I called him Montana, as that was all I heard when he introduced himself to me at a Halloween party. “Hi, my name blah, blah, blah, Montana.” He was beautiful inside and out, a gentle giant, part little boy, part responsible man. He soon became a very important person in my life. He became my future.
And then, he was gone, along with all of our plans. No growing old together in Depot Bay, his favorite place in the world. No trips back east to visit my siblings. No driving Route 66 in my Mustang convertible. All of our many dreams gone in an instant.
Montana’s violent death haunts me. I have struggled to find a way to pay homage to him while denouncing the gun violence that has gripped our country and took him. Nothing I looked into seemed to fit. He was gentle and very easy going whereas I am a New Yorker, more of an in-your-face person. I felt that I needed to find a way to protest, but it had to be a way that he would have been proud of, would have participated in if he were here.

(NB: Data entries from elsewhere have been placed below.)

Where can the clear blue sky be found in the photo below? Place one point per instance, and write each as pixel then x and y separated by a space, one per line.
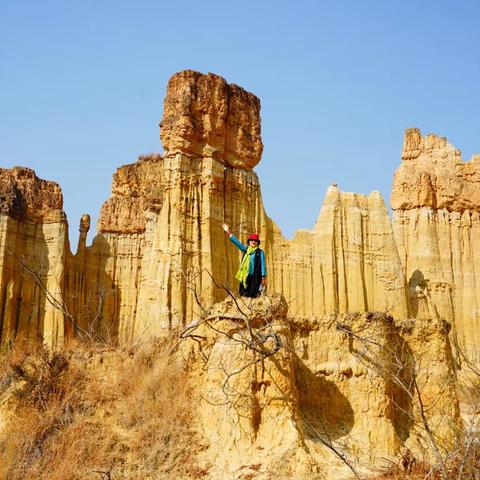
pixel 82 86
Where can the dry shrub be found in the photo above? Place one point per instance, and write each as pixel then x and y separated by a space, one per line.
pixel 92 413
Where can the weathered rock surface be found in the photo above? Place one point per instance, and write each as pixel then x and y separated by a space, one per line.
pixel 331 380
pixel 204 116
pixel 161 260
pixel 33 235
pixel 436 201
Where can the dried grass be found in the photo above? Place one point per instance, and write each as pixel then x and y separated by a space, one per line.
pixel 91 414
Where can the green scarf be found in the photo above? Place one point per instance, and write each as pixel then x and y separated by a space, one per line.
pixel 242 273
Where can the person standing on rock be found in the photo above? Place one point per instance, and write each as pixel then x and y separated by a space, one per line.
pixel 252 273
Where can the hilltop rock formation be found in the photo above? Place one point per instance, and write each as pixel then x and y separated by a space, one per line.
pixel 205 117
pixel 160 260
pixel 33 235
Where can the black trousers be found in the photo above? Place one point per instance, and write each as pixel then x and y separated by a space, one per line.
pixel 253 287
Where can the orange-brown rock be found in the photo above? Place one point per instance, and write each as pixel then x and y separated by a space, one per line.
pixel 204 116
pixel 436 220
pixel 161 257
pixel 33 243
pixel 433 174
pixel 25 197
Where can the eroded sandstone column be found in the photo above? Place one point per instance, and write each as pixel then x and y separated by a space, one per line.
pixel 33 243
pixel 435 201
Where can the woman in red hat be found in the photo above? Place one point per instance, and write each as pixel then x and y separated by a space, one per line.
pixel 252 273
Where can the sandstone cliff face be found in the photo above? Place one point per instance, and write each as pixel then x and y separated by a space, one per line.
pixel 33 235
pixel 334 382
pixel 436 199
pixel 161 259
pixel 204 116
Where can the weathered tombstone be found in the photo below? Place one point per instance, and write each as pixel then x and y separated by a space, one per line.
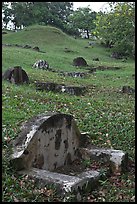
pixel 27 46
pixel 116 55
pixel 16 75
pixel 51 141
pixel 79 61
pixel 50 86
pixel 36 49
pixel 4 32
pixel 128 89
pixel 96 59
pixel 42 64
pixel 47 142
pixel 73 74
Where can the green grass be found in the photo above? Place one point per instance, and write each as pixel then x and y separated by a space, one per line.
pixel 103 110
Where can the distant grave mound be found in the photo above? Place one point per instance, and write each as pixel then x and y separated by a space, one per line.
pixel 16 75
pixel 41 64
pixel 80 61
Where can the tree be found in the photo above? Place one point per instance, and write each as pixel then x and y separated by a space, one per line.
pixel 83 18
pixel 116 29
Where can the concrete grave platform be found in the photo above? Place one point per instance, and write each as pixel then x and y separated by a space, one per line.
pixel 52 140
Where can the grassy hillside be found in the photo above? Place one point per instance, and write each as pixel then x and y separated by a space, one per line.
pixel 104 111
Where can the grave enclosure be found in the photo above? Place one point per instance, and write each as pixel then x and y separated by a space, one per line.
pixel 52 140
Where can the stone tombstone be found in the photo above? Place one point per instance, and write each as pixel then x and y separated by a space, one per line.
pixel 79 61
pixel 42 64
pixel 16 75
pixel 128 89
pixel 36 49
pixel 46 141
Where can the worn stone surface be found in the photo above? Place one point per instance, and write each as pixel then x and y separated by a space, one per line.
pixel 50 86
pixel 50 143
pixel 74 74
pixel 46 142
pixel 41 64
pixel 128 90
pixel 16 75
pixel 64 183
pixel 36 49
pixel 79 61
pixel 117 159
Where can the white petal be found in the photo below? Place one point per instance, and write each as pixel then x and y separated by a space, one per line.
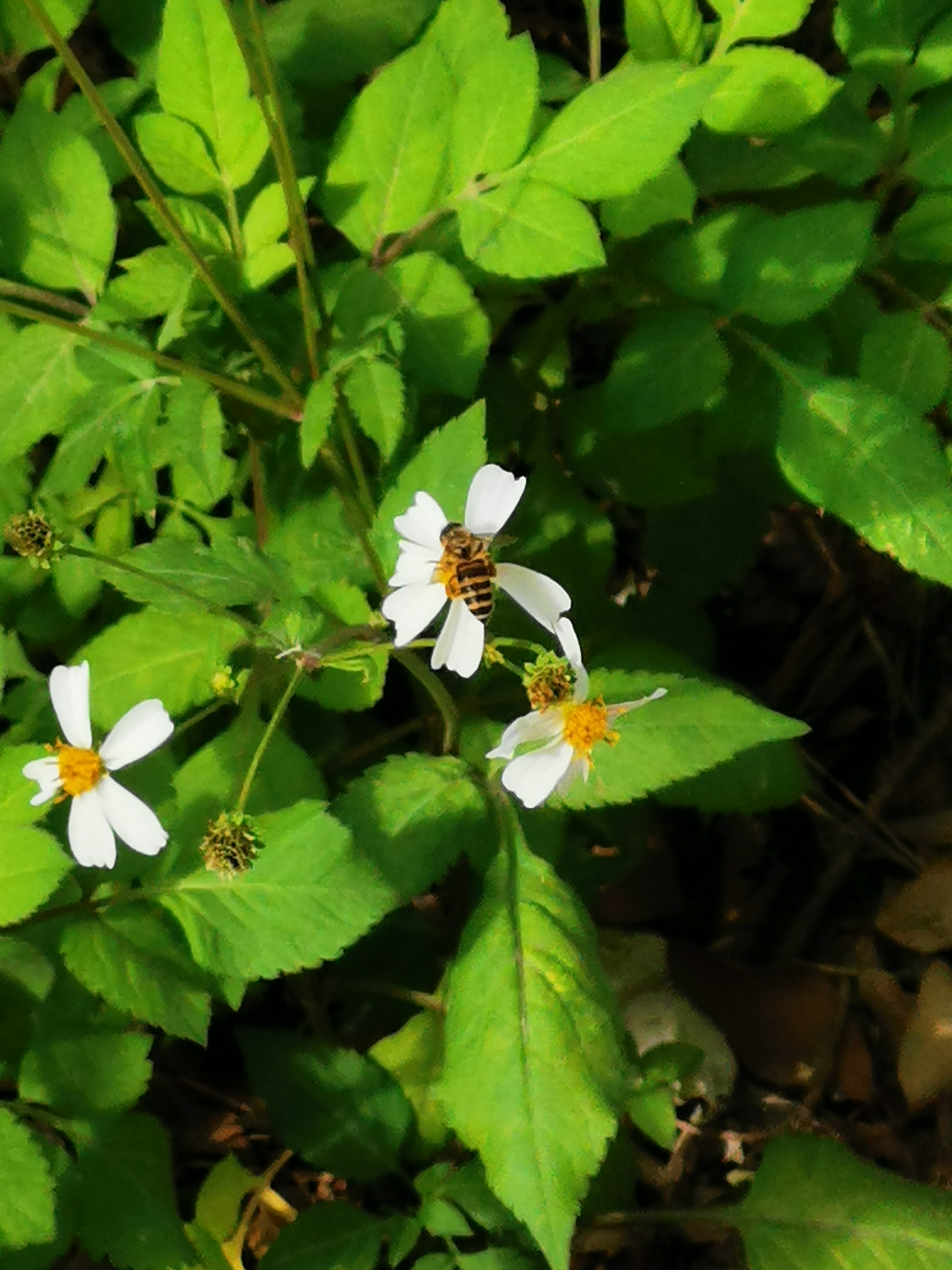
pixel 69 692
pixel 142 730
pixel 532 778
pixel 540 596
pixel 91 838
pixel 412 609
pixel 46 774
pixel 567 637
pixel 493 497
pixel 460 645
pixel 538 726
pixel 135 824
pixel 625 707
pixel 423 523
pixel 414 565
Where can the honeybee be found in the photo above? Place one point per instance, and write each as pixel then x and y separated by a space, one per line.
pixel 466 570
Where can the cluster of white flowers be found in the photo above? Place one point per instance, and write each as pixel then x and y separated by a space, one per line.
pixel 564 726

One evening during the news I watched a piece about volunteers carrying little boxes that represented the folks dead or wounded by gun violence. They carried thousands of boxes, and that represented a mere fraction of those people. Soul Box Project is a fit for me. I’m not in anyone’s face, I’m not screaming out my anger and frustration during a protest, I’m not telling people what to do. I’m simply telling them what’s happening. And doing it Montana’s way.
When I testified at the trial, I told the judge that the shooter had taken away Montana’s life. And that he had taken away my future. I’m working with Soul Box Project to help prevent that happening to anyone else.